Still, hospital shares were generally down after details of the plan became available, including Quorum Health Corp. (QHC - Get Report) , HCA Healthcare Inc. (HCA - Get Report) , Community Health Systems (CYH - Get Report) and Tenet Healthcare Corp. (THC - Get Report) . At least one hospital stock, LifePoint Health Inc (LPNT) was up.

To soften the blow to states due to the Medicaid rollback, states could choose to allow their Medicaid expansion population to be covered an expanded Medicaid block grant—the big question is how big that block grant is and how many of the expansion population could actually get coverage under the block grant.

McConnell has signaled that inclusion of the Cruz/Lee provision on stripped-down insurance plans is not a forgone conclusion.

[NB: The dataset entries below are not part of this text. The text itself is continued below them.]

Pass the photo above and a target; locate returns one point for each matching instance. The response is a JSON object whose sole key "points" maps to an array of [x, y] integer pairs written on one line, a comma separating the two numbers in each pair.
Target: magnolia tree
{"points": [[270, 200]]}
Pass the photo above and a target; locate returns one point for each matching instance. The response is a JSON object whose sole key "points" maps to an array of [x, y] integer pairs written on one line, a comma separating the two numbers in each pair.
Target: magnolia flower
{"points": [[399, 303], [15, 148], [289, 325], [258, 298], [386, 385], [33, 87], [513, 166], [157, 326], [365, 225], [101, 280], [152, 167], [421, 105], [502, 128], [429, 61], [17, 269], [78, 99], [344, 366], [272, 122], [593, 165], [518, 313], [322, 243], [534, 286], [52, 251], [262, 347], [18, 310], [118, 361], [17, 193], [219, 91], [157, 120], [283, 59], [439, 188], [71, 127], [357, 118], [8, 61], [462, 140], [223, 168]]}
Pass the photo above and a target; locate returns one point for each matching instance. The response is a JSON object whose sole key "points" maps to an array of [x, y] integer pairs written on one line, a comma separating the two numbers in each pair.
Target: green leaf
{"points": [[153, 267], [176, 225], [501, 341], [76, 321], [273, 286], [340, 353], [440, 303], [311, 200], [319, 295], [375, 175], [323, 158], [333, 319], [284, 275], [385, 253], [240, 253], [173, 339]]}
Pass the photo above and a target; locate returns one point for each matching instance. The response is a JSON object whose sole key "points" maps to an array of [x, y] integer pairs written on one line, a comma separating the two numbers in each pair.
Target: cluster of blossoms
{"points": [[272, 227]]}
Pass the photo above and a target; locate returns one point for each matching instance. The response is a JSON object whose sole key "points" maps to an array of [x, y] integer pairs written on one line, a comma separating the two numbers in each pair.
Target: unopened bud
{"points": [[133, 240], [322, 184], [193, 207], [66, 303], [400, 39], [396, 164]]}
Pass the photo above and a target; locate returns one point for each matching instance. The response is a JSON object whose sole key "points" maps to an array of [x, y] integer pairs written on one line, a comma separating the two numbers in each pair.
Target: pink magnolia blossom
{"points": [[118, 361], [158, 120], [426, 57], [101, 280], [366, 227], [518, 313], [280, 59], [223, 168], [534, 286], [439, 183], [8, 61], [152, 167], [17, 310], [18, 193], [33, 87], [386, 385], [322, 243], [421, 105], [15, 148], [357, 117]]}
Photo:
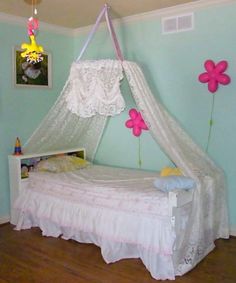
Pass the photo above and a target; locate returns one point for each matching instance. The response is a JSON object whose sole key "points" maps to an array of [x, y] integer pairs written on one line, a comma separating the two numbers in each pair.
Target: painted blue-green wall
{"points": [[171, 64], [21, 109]]}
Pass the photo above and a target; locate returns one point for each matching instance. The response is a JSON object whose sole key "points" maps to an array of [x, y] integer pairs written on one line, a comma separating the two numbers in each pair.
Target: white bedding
{"points": [[117, 209]]}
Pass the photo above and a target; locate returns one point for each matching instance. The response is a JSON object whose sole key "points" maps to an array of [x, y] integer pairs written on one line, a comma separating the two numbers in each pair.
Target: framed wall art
{"points": [[26, 74]]}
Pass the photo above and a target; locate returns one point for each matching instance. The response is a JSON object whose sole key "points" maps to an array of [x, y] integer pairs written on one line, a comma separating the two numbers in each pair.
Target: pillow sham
{"points": [[62, 163], [170, 183]]}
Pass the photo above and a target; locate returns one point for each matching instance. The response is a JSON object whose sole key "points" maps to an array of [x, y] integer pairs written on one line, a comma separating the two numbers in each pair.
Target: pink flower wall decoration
{"points": [[136, 122], [214, 75]]}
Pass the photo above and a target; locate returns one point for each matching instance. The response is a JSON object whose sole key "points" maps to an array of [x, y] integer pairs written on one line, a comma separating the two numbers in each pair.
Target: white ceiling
{"points": [[80, 13]]}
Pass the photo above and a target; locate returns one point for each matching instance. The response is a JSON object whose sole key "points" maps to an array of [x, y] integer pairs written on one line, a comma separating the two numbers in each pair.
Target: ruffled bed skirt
{"points": [[119, 234]]}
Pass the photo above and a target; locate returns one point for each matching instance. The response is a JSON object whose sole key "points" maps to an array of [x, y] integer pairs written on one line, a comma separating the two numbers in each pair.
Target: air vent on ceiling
{"points": [[177, 23]]}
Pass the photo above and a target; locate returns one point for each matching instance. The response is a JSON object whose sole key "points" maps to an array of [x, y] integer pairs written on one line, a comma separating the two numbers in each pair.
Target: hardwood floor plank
{"points": [[28, 257]]}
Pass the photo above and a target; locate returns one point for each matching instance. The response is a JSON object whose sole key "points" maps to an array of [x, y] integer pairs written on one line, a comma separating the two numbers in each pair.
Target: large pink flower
{"points": [[214, 75], [136, 122]]}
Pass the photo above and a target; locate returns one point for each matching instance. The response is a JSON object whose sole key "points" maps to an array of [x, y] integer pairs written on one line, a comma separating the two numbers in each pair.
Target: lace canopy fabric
{"points": [[95, 88], [92, 88]]}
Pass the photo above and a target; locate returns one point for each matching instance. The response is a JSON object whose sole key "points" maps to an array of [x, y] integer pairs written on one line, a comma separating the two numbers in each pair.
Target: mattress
{"points": [[117, 209]]}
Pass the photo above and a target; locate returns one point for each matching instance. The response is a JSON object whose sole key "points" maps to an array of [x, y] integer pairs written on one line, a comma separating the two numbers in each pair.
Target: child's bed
{"points": [[117, 209]]}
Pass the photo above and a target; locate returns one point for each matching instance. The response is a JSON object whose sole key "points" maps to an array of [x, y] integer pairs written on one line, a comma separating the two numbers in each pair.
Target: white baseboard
{"points": [[233, 231], [4, 219]]}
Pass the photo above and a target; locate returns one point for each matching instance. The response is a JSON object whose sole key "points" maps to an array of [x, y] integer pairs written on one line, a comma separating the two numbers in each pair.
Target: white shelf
{"points": [[17, 183]]}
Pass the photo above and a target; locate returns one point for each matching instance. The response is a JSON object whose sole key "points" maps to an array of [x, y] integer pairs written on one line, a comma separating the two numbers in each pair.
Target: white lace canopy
{"points": [[93, 88]]}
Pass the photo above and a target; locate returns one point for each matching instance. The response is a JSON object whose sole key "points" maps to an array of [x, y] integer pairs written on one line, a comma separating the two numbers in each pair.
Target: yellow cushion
{"points": [[168, 171]]}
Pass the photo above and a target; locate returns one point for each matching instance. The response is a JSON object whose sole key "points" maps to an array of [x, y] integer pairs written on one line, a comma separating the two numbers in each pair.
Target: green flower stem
{"points": [[210, 122]]}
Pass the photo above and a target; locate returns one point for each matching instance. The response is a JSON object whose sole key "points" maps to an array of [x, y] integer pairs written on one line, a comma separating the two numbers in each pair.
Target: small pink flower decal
{"points": [[214, 75], [136, 122]]}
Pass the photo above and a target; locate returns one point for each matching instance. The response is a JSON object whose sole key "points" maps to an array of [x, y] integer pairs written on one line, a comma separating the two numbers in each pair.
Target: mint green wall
{"points": [[171, 64], [21, 109]]}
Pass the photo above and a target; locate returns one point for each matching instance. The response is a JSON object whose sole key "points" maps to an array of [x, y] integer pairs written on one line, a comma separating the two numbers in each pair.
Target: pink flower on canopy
{"points": [[214, 75], [136, 122]]}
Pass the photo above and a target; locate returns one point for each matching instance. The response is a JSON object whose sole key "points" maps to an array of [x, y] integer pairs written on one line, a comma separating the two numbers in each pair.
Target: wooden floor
{"points": [[27, 256]]}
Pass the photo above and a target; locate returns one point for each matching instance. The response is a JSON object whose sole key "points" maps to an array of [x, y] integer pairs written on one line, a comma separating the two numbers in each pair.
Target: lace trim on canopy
{"points": [[95, 88]]}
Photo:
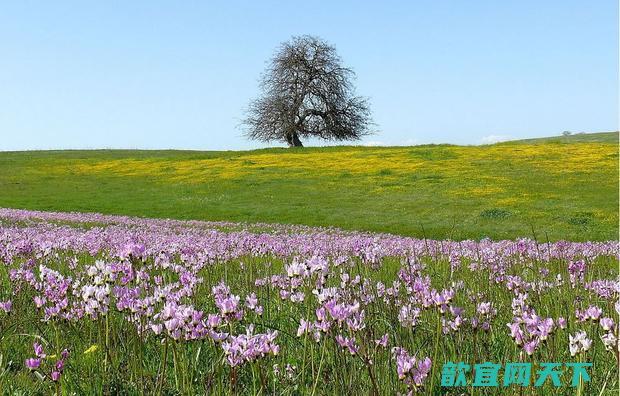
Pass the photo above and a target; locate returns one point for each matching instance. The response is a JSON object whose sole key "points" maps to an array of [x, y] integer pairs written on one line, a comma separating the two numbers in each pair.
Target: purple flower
{"points": [[382, 341], [33, 363], [55, 375], [6, 306]]}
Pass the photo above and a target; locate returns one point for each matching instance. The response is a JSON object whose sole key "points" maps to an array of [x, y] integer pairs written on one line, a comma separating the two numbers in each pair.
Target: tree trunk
{"points": [[293, 140]]}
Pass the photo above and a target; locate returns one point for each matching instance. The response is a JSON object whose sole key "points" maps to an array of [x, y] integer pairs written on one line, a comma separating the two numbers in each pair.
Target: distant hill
{"points": [[535, 187], [598, 137]]}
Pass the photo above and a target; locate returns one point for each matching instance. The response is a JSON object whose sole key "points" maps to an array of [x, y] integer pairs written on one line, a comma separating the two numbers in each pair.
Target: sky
{"points": [[179, 74]]}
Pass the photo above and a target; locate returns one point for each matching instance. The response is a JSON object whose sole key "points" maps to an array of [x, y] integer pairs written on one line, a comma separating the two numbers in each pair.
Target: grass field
{"points": [[556, 188]]}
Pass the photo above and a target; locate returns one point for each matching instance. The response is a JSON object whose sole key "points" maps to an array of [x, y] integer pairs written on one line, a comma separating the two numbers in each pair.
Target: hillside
{"points": [[599, 137], [508, 190]]}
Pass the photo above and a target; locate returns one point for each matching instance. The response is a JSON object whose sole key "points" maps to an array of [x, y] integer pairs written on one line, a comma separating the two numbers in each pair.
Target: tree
{"points": [[307, 92]]}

The Congressional Budget Office has been reviewing a version that includes the proposal and one that doesn't. The CBO's estimates on how the provision will affect the federal budget deficit and the ranks of the uninsured will be critical in determining whether Republicans will retain the measure in the bill.

Capitol Hill vote counters say McConnell still faces an uphill battle ensuring enough votes to pass the bill.

Sen. Rand Paul, R-Ky., told reporters Wednesday that the latest version was worse than the original and that he would not vote for it.

Moderate Republicans still insist the bill needs major overhauls. Sen. Susan Collins, R-Maine, Shelley Moore Capito, R-W.V., Rob Portman, R-Ohio, Jerry Moran, R-Kan., Lisa Murkowski, R-Alaska, and Dean Heller, R-Nev., all have said the rollback of Medicaid's expansion is a move that would lead them to oppose the entire package.